Birth stories from antiquity.
Making an enlightening and engaging book debut, Mulder, a scholar of classical and Near Eastern studies—and a midwife’s daughter—offers a feminist history of birth in the Roman Empire during the centuries that straddle the year 0. Drawing on letters, medical case histories, legal documents, poems, myths, funerary inscriptions, and archaeological findings, Mulder has pieced together the lives of particular women, whose experiences with conception, pregnancy, abortion, miscarriage, delivery, and postpartum care anchor her chapters. Their stories reveal a patriarchal and misogynist society, in which male doctors increasingly encroached on an area in which midwives had dominated, melding practical, anatomical, and botanical expertise with superstition and magic. A woman who wanted to get pregnant might carry a uterine amulet, a small gemstone inscribed with religious formulas and figures. Spells or potions were believed to work as aphrodisiacs and to promote conception; one fertility remedy prescribed eating a hyena’s eye with licorice root and anise. At a time when women were pressured to marry young and bear children immediately and often, doctors contributed wildly inventive theories about women’s bodies (wandering, suffocating uteruses, for example) and the process of reproduction.
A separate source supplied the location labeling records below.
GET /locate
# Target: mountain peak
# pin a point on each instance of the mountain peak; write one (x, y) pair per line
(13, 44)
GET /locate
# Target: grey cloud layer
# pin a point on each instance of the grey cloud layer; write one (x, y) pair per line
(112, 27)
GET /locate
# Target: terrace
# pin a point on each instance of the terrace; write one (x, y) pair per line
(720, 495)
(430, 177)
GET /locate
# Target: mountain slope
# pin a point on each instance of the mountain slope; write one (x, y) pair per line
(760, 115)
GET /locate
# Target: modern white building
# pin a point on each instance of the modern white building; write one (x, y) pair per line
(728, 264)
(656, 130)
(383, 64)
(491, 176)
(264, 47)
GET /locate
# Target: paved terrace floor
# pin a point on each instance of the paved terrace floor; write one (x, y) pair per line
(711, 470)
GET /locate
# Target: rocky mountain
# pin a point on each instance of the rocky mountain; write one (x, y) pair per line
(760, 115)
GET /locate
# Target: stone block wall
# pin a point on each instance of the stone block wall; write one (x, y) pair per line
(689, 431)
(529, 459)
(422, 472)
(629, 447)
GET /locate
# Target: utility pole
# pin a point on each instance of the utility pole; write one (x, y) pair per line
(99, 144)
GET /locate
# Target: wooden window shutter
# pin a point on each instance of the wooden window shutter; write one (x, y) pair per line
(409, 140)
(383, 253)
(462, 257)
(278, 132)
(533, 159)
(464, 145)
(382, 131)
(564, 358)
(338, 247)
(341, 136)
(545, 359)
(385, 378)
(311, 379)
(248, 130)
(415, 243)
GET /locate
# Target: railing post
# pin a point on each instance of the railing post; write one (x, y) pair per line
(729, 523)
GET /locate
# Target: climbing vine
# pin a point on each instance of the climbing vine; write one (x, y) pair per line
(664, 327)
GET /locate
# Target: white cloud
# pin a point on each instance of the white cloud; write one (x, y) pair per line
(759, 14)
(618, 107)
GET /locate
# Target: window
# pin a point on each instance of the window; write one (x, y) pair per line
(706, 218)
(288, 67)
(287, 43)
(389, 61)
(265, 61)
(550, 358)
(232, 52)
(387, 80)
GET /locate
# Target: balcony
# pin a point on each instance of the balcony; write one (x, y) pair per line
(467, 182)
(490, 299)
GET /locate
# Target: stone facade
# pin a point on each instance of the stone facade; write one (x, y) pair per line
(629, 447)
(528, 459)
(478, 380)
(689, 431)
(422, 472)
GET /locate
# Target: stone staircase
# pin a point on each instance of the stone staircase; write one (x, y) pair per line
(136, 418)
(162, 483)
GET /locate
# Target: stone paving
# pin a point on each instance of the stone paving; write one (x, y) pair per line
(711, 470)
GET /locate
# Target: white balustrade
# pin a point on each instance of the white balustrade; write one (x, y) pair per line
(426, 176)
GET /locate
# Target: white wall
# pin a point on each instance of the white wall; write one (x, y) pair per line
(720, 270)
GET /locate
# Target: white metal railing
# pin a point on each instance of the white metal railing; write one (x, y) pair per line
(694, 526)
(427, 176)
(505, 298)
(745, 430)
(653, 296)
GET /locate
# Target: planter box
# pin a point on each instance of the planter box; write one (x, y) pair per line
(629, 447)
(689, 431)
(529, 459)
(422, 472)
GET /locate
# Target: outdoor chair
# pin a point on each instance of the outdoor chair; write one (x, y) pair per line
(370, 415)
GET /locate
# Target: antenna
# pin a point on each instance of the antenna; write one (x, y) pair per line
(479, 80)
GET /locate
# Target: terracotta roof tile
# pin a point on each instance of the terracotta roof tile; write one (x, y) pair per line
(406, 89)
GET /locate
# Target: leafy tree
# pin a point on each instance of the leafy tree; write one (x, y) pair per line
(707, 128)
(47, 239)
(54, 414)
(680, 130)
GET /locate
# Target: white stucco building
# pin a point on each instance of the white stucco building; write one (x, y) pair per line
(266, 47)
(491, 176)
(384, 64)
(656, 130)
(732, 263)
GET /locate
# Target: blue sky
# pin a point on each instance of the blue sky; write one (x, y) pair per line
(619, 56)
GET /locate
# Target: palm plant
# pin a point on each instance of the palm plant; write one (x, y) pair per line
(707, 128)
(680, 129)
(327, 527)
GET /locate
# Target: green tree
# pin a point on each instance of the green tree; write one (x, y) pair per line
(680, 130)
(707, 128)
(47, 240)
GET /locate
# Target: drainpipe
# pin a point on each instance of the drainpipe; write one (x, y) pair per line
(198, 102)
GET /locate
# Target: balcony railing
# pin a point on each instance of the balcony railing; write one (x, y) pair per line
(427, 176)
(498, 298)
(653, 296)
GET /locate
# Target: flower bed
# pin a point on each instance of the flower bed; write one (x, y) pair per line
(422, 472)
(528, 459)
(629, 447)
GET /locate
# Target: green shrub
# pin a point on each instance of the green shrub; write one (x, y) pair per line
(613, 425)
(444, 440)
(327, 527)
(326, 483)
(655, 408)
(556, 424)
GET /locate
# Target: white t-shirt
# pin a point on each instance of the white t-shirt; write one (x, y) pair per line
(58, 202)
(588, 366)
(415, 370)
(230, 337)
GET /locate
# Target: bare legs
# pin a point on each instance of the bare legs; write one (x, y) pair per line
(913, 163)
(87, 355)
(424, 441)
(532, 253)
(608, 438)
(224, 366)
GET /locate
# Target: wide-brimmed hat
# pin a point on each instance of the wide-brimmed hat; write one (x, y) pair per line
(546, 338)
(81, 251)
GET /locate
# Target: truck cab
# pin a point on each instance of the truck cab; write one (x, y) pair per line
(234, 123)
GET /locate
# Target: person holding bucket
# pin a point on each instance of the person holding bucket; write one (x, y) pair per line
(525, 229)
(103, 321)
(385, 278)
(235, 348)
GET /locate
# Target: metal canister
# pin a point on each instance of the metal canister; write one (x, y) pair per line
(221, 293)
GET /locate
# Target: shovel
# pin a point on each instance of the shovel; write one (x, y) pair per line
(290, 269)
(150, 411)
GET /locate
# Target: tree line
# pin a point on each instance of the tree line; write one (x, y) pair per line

The 2nd-century physician Soranus was especially influential in changing attitudes from seeing pregnancy as “healthful” to seeing it as “pathological.” Privileging men’s needs, he advised husbands to monitor and control their wives to make them ideal vessels to grow a fetus. Not surprisingly, since abortion deprived men of the heirs they desired, by the 3rd century it was prohibited by law. Mulder argues convincingly that when male medical practitioners engaged in “writing down and systematizing” gynecological knowledge, “the status of the fetus was raised, while that of the pregnant woman was lowered.” Illustrated with drawings by Hayley Monroe.
A fresh, edifying contribution to women’s history.